Part of what’s strange about this is that when Turban was asked, under oath during a deposition, if he could think of a situation in which other mental health problems might interfere with diagnostic clarity in a youth gender medicine context, he readily summoned an example from his own experience. After noting that he was changing certain details due to privacy concerns, Turban explained that one of his patients

enjoyed ballet, like a stereotypical female activity, and wondered if that meant that he was trans. The more we talked to him, we realized that no, he just likes that particular activity, but still very much identified as male and certainly didn’t actually have a disconnect between his gender identity and his sex assigned at birth. Certainly didn’t have any problem with his physical body or primary or secondary sex characteristics. And the more we talked through it, it seemed clear, you know, he didn’t have gender dysphoria. But maybe at first glance he did have suspicion for it because of how he was describing this rigid thinking around gender roles’ [sic in transcript] behavior.

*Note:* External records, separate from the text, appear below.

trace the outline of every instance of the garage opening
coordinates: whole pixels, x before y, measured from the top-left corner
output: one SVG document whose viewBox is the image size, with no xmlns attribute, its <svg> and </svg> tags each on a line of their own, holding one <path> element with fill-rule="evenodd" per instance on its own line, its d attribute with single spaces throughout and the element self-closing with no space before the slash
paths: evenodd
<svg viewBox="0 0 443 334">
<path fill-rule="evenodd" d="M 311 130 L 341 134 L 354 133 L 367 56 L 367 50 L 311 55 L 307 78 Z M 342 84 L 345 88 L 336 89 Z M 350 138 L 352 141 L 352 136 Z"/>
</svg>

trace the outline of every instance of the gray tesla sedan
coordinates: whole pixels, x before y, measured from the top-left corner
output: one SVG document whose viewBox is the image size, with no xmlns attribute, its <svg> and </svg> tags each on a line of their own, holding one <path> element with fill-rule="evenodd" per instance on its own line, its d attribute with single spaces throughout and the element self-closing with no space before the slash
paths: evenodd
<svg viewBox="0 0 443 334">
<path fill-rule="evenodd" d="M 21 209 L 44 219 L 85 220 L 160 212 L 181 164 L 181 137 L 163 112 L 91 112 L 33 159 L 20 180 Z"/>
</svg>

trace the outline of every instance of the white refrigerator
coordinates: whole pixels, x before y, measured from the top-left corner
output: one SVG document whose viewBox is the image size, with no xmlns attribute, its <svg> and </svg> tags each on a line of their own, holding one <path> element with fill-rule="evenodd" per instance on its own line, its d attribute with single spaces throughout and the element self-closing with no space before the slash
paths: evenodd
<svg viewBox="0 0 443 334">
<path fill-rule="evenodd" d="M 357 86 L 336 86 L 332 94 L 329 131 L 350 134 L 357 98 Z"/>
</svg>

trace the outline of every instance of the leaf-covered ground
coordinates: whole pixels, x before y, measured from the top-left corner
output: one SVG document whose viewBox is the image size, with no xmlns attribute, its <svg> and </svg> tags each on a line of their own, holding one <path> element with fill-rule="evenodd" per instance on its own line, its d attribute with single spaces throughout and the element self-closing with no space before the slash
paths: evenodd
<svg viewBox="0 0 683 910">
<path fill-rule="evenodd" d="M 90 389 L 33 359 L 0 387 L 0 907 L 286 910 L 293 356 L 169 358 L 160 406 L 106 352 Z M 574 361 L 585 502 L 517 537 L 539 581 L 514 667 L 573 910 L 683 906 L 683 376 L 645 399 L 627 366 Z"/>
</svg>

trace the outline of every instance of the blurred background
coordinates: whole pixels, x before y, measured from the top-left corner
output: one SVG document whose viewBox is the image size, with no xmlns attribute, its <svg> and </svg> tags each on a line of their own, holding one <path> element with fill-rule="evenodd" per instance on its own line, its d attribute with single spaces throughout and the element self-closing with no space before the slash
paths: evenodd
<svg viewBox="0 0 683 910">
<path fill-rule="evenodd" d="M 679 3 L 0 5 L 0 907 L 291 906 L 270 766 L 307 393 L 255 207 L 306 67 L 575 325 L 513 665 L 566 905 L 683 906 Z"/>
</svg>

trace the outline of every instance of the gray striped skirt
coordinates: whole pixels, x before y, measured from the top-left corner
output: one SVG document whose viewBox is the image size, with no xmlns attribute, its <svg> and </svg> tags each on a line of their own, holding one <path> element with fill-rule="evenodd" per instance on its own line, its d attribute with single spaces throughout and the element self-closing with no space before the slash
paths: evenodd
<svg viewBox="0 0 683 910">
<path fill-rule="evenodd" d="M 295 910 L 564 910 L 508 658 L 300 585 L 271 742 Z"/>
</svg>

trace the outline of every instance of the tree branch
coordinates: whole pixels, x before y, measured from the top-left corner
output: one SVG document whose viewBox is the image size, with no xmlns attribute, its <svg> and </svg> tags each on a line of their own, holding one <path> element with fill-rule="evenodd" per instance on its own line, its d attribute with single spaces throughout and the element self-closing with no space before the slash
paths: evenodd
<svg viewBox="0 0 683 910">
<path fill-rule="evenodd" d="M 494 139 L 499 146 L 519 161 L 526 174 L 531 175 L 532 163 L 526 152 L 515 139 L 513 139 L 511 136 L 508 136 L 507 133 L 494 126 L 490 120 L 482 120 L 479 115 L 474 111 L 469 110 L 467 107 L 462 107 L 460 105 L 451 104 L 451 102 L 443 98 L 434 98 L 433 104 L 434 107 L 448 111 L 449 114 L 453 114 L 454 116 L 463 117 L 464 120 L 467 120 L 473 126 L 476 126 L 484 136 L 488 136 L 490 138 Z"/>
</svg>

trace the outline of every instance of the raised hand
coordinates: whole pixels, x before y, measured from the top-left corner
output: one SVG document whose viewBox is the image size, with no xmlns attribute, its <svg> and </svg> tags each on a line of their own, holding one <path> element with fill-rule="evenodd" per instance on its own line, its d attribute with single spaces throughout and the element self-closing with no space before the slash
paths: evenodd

Turban presented this realization as one that occurred to him and his peers over time, as they got to know this kid. This sounds like a. . . thorough assessment. So Turban is inconsistent on this issue, and sometimes appears to talk out of both sides of his mouth,but in his public statements he has tended to express significant skepticism toward assessment.

Meredithe McNamara, meanwhile, told Chris Cuomo that “Kids know their genders — unequivocally.” The whole theory of youth gender medicine is that it aligns young people’s bodies with their “real” (felt) gender. So if kids know their genders unequivocally, what possible reason could there be to subject them to comprehensive assessments prior to providing them with blockers and hormones?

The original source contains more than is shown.